How to verify Azure autoscale for scale sets easily

Proofdock.io
Proofdock
Published in
5 min readJun 23, 2020

Proofdock helps you build robust and reliable software for Microsoft Azure. The Azure platform offers powerful resources and mechanisms that allow for a system to scale dynamically. Such scaling capabilities require configuration that is not trivial and in addition, any misconfiguration may jeopardize your effort to build a scalable and reliable system. Simple and elegant verification of the configured scale rules is now possible with our Proofdock Chaos Engineering Platform.

Azure Virtual Machine Scale Sets are popular resources which offer elastic scalability and are easy to create. Autoscale allows your application to scale automatically as resource demand changes. You can create autoscale rules that define the conditions required to receive positive customer experience. When these have not been met, autoscale rules act to adjust the capacity of your scale set.

When the system fails

Such autoscale rules are, however, not free from problems. Check out Stackoverflow, the following search results and the Microsoft troubleshoot pages to get a better understanding of the diversity of issues. Incorrect configurations or other sources of misbehavior may have none or, in the worst case scenario, a negative effect on your application. Your deployment might be flawed and you ought to identify the issue before your customer does.

Make sure you are equipped with the right tools to help you prove and verify the infrastructure configuration. The Proofdock Chaos Engineering Platform, is designed to do exactly that, saving you time and effort.

Computers are fantastic. In a few moments they can make a mistake so great that it would take many men many months to equal it. — M. Meacham

How to use the Chaos Engineering Platform

Make sure to fulfill the following requirements in order to verify your system:

  1. Install and configure the Proofdock Chaos Engineering Platform according to the guide.
  2. Deploy a scale set.
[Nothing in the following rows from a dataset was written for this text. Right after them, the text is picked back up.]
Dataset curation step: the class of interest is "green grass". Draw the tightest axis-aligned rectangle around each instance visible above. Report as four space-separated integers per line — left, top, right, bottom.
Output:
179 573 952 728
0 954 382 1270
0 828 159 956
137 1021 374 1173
Play back the scale set deployment steps using the Azure Pipeline from our GitHub repository which creates an Azure Kubernetes Service running on a scale set. For the sake of simplicity, the scale set will contain only one VM.
  3. Configure the autoscale rules: a) scale out by one VM instance when the average CPU utilization exceeds 70% for three minutes to match increased customer demand and b) scale in by one VM instance when CPU utilization is less than 30% for ten minutes to save money. See the working example from our GitHub repository.

Turbulent situations

Test the resiliency and reliability by disbalancing your application and injecting turbulences, such as heavy CPU load.

We will walk you through an example of a chaos experiment, in which the CPU stress has been applied. You will observe the anomaly and verify the autoscale rules.

Define the chaos

The experiment (available on GitHub) is described in a yaml-formatted file that adheres to the Chaos Open API standard. The key aspects to consider:

  • method is the main part and declares the action that performs the CPU stress test. The action lasts300 seconds — exactly the amount of time needed to trigger the autoscale rule.
  • The argument filter_vmss scopes to a scale set in a well-known resource-group. The filter_instances argument is omitted and therefore a random VM instance is selected to perform the action against.
version: "1.0.0"
title: "Check resiliency and availability of your cluster"
description: "Stress random instance from the cluster"
contributions:
reliability: high
availability: high
performance: medium
security: none
tags:
- azure
- vmss
method:
- type: action
name: "Stress a random instance from the vmss cluster"
provider:
type: python
module: pdchaosazure.vmss.actions
func: stress_cpu
arguments:
filter_vmss: "where resourceGroup=='<group-name>' | sample 1"
duration: 300
rollbacks: []

Let’s get it started

Once the experiment is defined, run it with the Proofdock Pipeline tasks (available on GitHub):

  1. Install the Proofdock Chaos CLI (ChaosInstaller@0) and the Proofdock driver for Azure (ChaosDriver@0).
  2. Configure and run the experiment with ChaosRunner@0. If you followed the installation and configuration guide, you should have generated a Proofdock API token required to connect to the Proofdock cloud. Provide the API token and the service connection name in order to run the experiment.
variables:
- group: env-publication
steps:
- checkout: self
persistCredentials: true
- task: UsePythonVersion@0
inputs:
versionSpec: '3.7'
addToPath: true
architecture: 'x64'
- task: ChaosInstaller@0- task: ChaosDriver@0
inputs:
driver: 'proofdock-chaos-azure'
- task: ChaosRunner@0
inputs:
token: '$(PROOFDOCK_API_TOKEN)'
description: 'Run getting-started experiment'
experimentPath: 'vmss/stress_cpu/experiment.yml'
azureConnection: 'pd-service-principal'
verbose: true

With the pipeline definition in hand, you are good to go. Run the pipeline and observe the results.

Explore and observe

The experiment performs the CPU stress for one randomly selected VM instance of the scale set. The chart below depicts the experiment’s effect on the scale set. As a result, you see that the CPU (y-axis) is stressed for 300 seconds (x-axis) with an approximate load of 95%. The illustrated curve is the aggregated CPU utilization of the stressed VM instance. You can explore the scale set metrics in the Azure Portal.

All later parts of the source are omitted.